I was about ready to call it a night and get some slee
p before registration opened in the morning when I heard faint footfalls behind me. I kept walking, refusing to let my tension show itself in my posture as I reviewed the last few minutes. I was certain I hadn’t passed any of the local cryptids. They would have made sure I saw them, since they know it’s never a good idea to surprise a Price when she’s on patrol. That meant whoever or whatever was behind me wasn’t something that respected my place in the city. Monster or member of the Covenant, I could take my pick.
Considering how frustrated and wound up I was after the past few weeks, I would have preferred the monster. A little good, old-fashioned bloodshed always cheers me up. Even so, I hoped it was De Luca, because we needed to settle this. I bent forward, like I was going to stretch out my hamstrings, and grabbed the pistols at my belt. I spun as I drew them, turning the motion into a smooth pirouette.
Dominic De Luca was ten feet behind me, a crossbow out and trained, dead center, on my chest.
I froze, guns still raised.
“I’m really not sure which of us would fire first,” he said, tone almost apologetic, “but I’m reasonably sure whichever of us didn’t would still have time to pull their trigger before the missile struck home.”
It took me a moment to puzzle my way through that sentence. Raising my eyebrows, I asked, “Are you saying that no matter who shoots, we probably both die?”
“Exactly,” he said, that same apologetic note in his voice. “Can I recommend we stand down, at least for the moment?”

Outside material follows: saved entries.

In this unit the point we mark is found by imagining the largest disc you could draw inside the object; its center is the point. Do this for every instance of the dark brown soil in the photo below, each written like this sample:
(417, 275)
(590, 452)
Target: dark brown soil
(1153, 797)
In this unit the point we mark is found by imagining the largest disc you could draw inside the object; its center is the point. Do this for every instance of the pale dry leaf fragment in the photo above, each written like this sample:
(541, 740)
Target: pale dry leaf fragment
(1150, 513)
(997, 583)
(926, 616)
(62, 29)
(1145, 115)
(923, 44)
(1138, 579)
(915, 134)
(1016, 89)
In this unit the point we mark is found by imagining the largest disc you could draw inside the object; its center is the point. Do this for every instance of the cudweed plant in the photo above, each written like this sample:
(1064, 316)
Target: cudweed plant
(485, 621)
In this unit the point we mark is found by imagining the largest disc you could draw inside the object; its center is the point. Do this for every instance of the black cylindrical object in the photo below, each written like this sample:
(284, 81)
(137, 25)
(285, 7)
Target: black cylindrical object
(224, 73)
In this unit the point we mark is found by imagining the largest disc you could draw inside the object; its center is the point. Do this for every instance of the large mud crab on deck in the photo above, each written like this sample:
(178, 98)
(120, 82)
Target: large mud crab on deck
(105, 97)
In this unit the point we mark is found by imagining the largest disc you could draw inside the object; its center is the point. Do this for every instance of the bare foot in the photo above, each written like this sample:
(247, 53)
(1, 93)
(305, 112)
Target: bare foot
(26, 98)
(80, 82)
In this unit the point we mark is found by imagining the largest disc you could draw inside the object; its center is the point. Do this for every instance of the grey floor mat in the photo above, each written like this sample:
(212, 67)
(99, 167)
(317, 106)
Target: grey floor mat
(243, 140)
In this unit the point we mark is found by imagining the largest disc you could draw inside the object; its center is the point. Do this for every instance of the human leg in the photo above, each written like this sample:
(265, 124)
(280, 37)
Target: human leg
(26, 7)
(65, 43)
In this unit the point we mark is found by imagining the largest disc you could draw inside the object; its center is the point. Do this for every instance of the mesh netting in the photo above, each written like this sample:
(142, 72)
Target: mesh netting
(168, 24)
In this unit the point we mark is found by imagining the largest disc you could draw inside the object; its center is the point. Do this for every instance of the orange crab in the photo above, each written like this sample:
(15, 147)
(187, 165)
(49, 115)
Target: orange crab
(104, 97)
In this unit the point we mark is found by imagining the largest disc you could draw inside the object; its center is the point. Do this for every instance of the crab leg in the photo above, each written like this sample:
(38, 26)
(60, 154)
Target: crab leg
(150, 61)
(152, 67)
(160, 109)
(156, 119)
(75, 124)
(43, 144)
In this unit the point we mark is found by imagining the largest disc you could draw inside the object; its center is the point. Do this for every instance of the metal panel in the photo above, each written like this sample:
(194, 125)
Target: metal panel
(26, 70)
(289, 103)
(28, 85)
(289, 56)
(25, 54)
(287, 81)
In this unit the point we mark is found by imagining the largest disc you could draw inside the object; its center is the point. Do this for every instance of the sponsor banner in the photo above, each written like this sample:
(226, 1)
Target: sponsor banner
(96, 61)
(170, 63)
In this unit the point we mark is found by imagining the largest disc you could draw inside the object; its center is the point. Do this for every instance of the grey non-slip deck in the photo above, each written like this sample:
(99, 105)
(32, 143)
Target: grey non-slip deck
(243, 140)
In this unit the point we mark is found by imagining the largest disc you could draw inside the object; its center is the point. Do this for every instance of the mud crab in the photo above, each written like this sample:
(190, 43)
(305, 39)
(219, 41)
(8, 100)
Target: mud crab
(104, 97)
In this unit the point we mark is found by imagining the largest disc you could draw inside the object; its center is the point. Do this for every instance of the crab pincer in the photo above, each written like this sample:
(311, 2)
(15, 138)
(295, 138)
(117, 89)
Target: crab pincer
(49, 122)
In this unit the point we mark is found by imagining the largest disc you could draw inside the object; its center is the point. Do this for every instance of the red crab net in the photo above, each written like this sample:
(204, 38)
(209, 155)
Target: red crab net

I hesitated. Part of me was saying, “You can take him.” That part was thankfully drowned out by the rest of me, which was pointing out how pissed the rest of the family would be if I died like this. “Go down shooting” might as well be the family motto, but if it were, the second half would be “don’t go down stupid.” Raising my hands and turning my pistols so he could see what I was doing, I reengaged the safeties and slid the guns back into their holsters.